Tennis and golf are a great sport to stick with if you already play, and if you don’t already play, a great sport to pick up and try. Tennis gets your heart rate up and works your upper and lower body, and even your core. Tennis is a great game to play because you can play with your friends so it will not have the same monotonous feel as walking or running may have for you. Golfing is great for the legs due to all of the walking involved. If your tennis match and golf game are not exactly an intense workout, it may do you well to add some other exercise into your day.

Going to the gym is another great way to burn fat and calories. All of the exercises listed that discuss cardio are also modifiable and exercises which would work the muscles in each cardio exercise can also be done at the gym on machines. Along with cardio workouts like the treadmill and elliptical machines which will get your heart rate up, strength exercises like rowing and stationary biking can be done indoors.

Try swimming at your local pool or the YMCA. Swimming on your own can be calm and relaxing if you like the water, and even low intensity swimming is great for your stamina and body tone.
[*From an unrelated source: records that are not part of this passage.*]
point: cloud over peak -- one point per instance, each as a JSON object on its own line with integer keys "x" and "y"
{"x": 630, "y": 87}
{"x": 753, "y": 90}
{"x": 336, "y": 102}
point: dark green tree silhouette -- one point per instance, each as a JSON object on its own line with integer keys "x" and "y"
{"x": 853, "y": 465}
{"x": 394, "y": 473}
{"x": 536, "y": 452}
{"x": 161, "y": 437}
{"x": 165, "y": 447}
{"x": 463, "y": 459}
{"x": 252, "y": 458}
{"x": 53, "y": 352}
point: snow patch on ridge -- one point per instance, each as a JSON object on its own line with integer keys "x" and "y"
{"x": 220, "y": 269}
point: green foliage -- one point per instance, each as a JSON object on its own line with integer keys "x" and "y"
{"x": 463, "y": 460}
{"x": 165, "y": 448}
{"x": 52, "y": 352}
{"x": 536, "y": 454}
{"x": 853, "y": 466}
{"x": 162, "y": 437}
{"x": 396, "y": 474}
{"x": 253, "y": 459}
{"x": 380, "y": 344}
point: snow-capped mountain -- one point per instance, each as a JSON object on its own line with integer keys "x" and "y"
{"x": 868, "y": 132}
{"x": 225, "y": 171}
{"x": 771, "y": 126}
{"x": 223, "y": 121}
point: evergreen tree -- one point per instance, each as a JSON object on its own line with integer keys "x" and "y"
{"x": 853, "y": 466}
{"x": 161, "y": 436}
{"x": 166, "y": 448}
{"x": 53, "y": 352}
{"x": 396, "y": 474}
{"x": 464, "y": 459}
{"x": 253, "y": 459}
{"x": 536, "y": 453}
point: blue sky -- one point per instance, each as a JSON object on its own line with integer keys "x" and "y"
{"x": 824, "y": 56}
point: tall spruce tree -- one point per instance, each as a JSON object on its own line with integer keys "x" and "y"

Go to your local YMCA, jump in the pool, pick out a lane to swim in, and get your body moving.

Exercising in the morning will help to boost your heart rate and metabolism straight out of bed in the morning. While you are sleeping, so is your metabolism. When you work out first ting in the morning even before breakfast, you will jump start your metabolism for the day and also burn more fat.

Eating breakfast in the morning is essential for burning fat and having a good day. Breakfast is the most important meal of the day, and eating breakfast within thirty minutes of waking up is the best time to eat it. If you wait too long to eat your breakfast, your metabolism will slow down instead of speed up when you eat breakfast. Once you eat breakfast, your metabolism will be at a good rate to start burning calories and getting in gear, but if you ignore it, your metabolism will stay at a lower base rate through the day.

Eat a lot of low carbohydrate foods and try to cut your carbs. Eating foods with a lot of carbohydrates may hinder your ability to burn fat. When you exercise your body will burn carbohydrates if they are available in your body. However, if you don’t eat as many carbohydrates and you eat low carb foods that contain fats, you will still lose weight. This is because the body will burn fats if there are no carbohydrates readily available to burn.

Drink plenty of water to help your body flush out toxins and to keep your hydration level in check. Being well hydrated will allow you to feel better and have more energy to work out and exercise. Nobody wants to work out when they are dehydrated. Water will also help your skin look like it is glowing.

Yoga is a great body strengthener and will help you not only burn fat by increasing your muscle tone, but it will improve your posture and flexibility as well which further promotes your athletic ability. With improved flexibility and strength, practicing other sports and exercises will become easier as well.